About the Film Directed by: Simon Kinberg Written by: Simon Kinberg Starring: Sophie Turner, James McAvoy, Jennifer Lawrence, Michael Fassbender, Nicolas Hoult, Tye Sheridan, Jessica Chastain Release date: June 7, […]
About the Film
Directed by: Simon Kinberg
Written by: Simon Kinberg
Starring: Sophie Turner, James McAvoy, Jennifer Lawrence, Michael Fassbender, Nicolas Hoult, Tye Sheridan, Jessica Chastain
Release date: June 7, 2019
Rating: PG-13 (for intense sequences of sci-fi violence and action including some gunplay, disturbing images, and brief strong language)
Running time: 118 min.
Studio: 20th Century Fox
From the ashes of the middling Apocalypse (2016) comes Dark Phoenix, the 12th film in the 20 year-old X-Men franchise, at least from 20th Century Fox. Disappointingly, Phoenix isn’t exactly the swansong that these enduring Mutants deserve. It’s also not quite as disastrous as the punishingly awful X-Men Origins: Wolverine (2009).
For the first time in franchise history, the X-Men blast off into outer space. Their mission: rescue the survivors of a doomed NASA launch. The film wastes no time in getting there, either. Mere minutes after the title card, our heroes are frantically teleporting survivors from the shattered shuttle to the X-Jet in a race against the clock. It’s a thrilling sequence. That’s when Jean Grey (Sophie Turner), a telekinetic telepath, absorbs a cloud of super-powerful, super-sparkly space dust that endows her with more power than she can control.

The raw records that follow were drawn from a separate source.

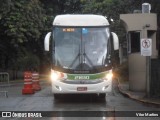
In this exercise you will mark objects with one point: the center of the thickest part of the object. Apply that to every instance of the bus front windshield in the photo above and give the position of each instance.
(80, 48)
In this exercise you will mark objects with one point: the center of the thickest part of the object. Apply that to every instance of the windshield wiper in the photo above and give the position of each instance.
(86, 57)
(78, 56)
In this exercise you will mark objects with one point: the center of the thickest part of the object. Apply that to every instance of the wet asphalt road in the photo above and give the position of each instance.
(88, 105)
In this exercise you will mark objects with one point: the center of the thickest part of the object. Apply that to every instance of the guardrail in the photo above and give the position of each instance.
(4, 81)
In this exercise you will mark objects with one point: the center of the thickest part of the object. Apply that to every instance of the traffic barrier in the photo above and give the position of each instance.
(28, 88)
(35, 80)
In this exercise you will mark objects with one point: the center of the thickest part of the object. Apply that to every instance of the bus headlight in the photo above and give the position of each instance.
(54, 76)
(109, 75)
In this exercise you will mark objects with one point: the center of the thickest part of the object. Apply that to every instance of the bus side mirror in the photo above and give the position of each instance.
(46, 41)
(115, 41)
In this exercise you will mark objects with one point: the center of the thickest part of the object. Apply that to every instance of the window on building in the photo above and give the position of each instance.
(134, 42)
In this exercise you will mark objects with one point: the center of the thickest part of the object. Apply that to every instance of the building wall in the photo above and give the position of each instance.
(146, 23)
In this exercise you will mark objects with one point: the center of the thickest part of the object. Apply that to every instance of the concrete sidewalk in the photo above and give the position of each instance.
(139, 96)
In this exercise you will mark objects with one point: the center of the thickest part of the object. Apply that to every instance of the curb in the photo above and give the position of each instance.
(144, 101)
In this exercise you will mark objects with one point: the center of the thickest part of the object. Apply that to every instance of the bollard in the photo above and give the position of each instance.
(35, 80)
(28, 88)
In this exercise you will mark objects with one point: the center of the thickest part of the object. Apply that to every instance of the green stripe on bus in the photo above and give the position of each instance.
(86, 76)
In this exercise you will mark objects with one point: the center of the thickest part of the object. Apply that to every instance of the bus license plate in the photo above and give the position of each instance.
(81, 88)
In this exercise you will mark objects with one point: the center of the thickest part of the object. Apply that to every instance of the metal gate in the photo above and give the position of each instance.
(4, 83)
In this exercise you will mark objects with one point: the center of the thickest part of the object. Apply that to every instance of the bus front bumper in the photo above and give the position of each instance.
(59, 87)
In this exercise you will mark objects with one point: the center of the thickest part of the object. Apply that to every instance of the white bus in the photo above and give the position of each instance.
(81, 50)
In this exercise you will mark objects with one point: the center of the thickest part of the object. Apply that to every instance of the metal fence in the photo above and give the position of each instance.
(4, 82)
(155, 78)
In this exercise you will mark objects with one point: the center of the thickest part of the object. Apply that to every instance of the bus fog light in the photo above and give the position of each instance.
(59, 88)
(109, 76)
(104, 88)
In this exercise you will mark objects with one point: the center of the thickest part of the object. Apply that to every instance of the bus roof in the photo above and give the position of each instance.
(80, 20)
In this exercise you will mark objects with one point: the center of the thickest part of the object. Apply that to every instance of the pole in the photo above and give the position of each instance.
(148, 66)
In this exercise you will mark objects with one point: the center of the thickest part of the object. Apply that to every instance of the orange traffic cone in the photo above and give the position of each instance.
(35, 80)
(28, 89)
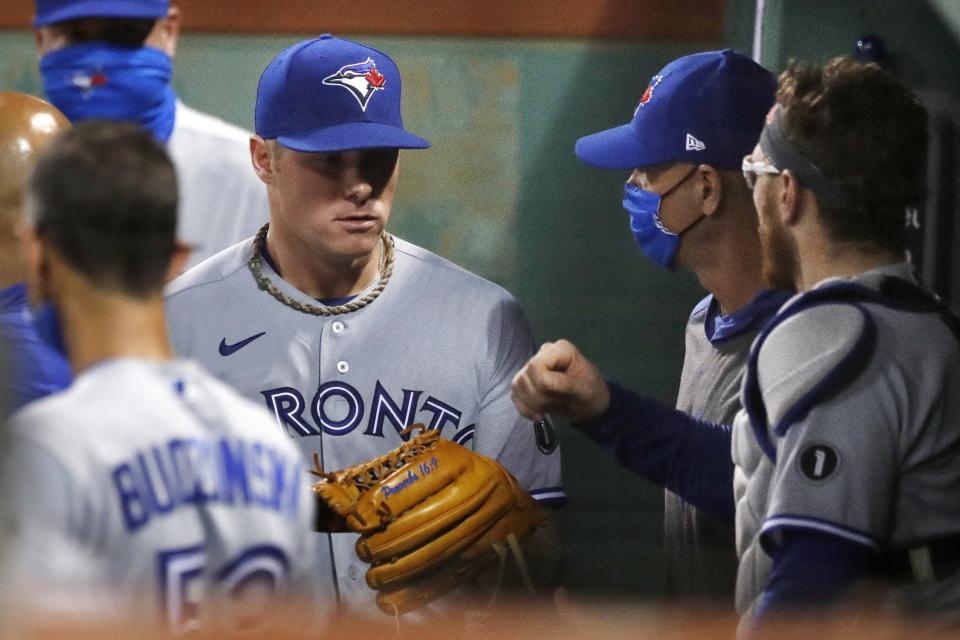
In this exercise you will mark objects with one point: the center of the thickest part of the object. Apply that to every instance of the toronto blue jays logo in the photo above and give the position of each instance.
(648, 92)
(86, 82)
(361, 79)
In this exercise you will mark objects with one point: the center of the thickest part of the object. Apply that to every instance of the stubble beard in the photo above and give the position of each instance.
(781, 264)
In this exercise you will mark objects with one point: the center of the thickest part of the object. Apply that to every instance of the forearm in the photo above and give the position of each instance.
(687, 456)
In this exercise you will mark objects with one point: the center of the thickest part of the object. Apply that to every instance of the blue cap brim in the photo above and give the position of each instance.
(98, 9)
(615, 148)
(352, 135)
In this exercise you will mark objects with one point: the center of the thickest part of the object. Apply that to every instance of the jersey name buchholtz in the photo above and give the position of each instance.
(290, 409)
(192, 471)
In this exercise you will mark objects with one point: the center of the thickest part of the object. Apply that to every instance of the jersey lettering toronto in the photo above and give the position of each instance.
(338, 409)
(198, 471)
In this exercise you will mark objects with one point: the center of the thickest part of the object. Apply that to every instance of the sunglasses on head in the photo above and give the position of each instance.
(753, 169)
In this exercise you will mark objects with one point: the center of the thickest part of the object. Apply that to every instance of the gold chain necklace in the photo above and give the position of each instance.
(384, 271)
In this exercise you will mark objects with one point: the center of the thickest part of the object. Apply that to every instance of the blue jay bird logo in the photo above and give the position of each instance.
(361, 79)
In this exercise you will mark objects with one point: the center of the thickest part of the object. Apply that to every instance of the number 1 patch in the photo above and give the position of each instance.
(818, 462)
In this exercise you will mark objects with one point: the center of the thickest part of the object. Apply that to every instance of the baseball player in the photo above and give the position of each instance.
(147, 485)
(848, 451)
(31, 368)
(689, 208)
(346, 333)
(113, 59)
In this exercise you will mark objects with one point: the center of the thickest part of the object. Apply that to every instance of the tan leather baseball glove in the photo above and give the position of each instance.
(431, 514)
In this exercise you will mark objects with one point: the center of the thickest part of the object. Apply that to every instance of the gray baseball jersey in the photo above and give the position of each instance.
(700, 553)
(438, 346)
(862, 435)
(151, 480)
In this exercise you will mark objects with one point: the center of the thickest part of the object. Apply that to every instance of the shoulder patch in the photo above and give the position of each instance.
(818, 462)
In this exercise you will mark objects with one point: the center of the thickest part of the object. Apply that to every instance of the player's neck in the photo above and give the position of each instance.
(319, 276)
(732, 269)
(101, 326)
(827, 260)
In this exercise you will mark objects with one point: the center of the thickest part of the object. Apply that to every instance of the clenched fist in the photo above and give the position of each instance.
(559, 380)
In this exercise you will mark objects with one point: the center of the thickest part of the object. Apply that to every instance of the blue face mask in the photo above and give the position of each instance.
(656, 241)
(46, 320)
(99, 81)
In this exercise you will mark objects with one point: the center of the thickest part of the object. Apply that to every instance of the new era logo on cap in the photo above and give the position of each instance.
(694, 145)
(722, 95)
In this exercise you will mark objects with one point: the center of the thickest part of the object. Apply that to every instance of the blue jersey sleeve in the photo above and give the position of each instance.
(689, 457)
(810, 568)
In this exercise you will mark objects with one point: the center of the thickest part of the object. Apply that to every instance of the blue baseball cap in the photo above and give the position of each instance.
(705, 108)
(329, 94)
(54, 11)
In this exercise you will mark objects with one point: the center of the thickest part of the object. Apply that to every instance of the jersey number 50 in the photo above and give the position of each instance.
(255, 573)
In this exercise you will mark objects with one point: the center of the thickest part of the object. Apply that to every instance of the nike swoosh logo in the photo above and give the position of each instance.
(230, 349)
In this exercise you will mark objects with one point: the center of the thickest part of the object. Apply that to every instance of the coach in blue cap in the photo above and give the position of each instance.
(688, 207)
(347, 333)
(113, 60)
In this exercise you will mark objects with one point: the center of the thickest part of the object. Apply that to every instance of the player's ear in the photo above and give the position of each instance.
(710, 189)
(178, 260)
(790, 199)
(36, 268)
(261, 156)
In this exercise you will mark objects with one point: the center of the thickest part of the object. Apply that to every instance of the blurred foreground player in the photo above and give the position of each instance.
(30, 368)
(147, 483)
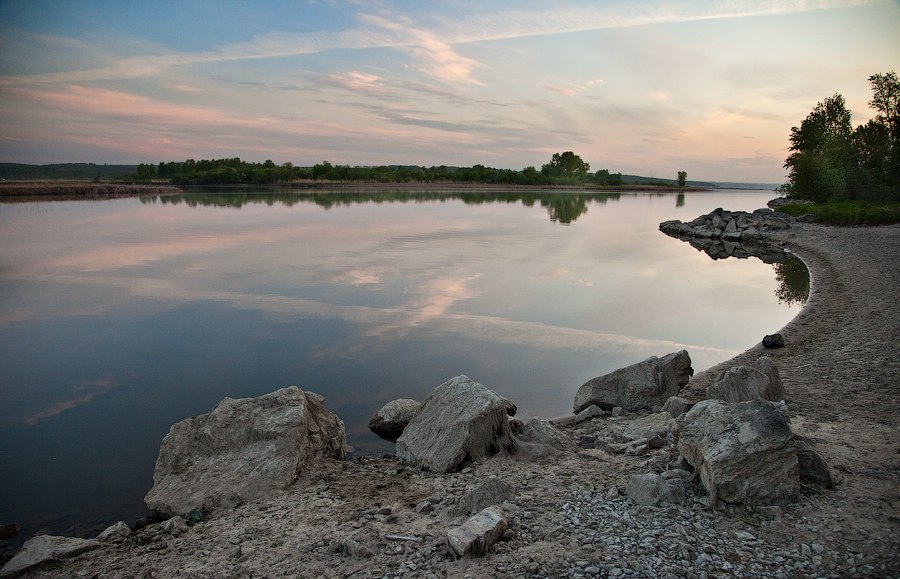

Back on Earth, Jean begins experiences violent emotional outbursts as well as fits of possession during which she takes pleasure in the total annihilation of everything and everyone in her path. As harrowing as this all sounds, most of it amounts to little more than a two-hour string of emotionally weightless teary-eyed exchanges between X-Men and X-Women because Jean herself demonstrates no agency. She is a living MacGuffin, motivating “the real heroes” from plot point “A” to plot point “B” all the way through the story until a very precise moment during the climax. By then, so much of the story of Dark Phoenix has felt so surgical that by the end, nothing feels like it was deserved.
It’s difficult to take a film seriously when the dialogue is unnaturally clunky and frequently cheesy. “Nobody would ever say that, especially in this moment!” is a thought that often crossed my mind. Not to mention I lost count of how many times Turner choked on the line “I don’t know what’s happening to me!” or another Mutant assuredly declared “That’s not the Jean that I know!” After an hour, the melodrama in Dark Phoenix was beginning to feel more like a bad joke.
While Turner’s Jean is unfortunately stilted, writer-director Simon Kinberg explores some interesting new ground with some of our other other favorite X-folk. Without going into spoilers, Nicolas Hoult has much more to do as Beast here than any previous entry and the young actor effortlessly bares the extra weight. Meanwhile, Dark Phoenix examines Charles Xavier, headmaster of the School for Gifted Youngsters and leader of the X-Men, through a darker lens than we’re used to. This makes for a couple of truly captivating moments and as usual James McAvoy is a force to be reckoned with from the wheelchair.
The rest of the cast largely give terrific performances. The predictably unfortunate exception is Jennifer Lawrence as the blue shape-shifter Mystique. Yet again, Lawrence seems to be appearing in an X-Men film against her will, at least that’s what her work implies. Jessica Chastain joins the roster this time out as the main antagonist, who’s come to Earth from another world seeking the Phoenix Force for her own exploits. Disappointingly, Chastain doesn’t make much of an impact on the story and like a lot of other characters, her main goal is to simply exist. Special recognition should go to Sophie Turner as Jean, who demonstrates some strong work despite not being given much to go off other than being really, really sad. Michael Fassbender also stands out, particularly during one scene wherein he desperately needs to know “Whose blood is that?”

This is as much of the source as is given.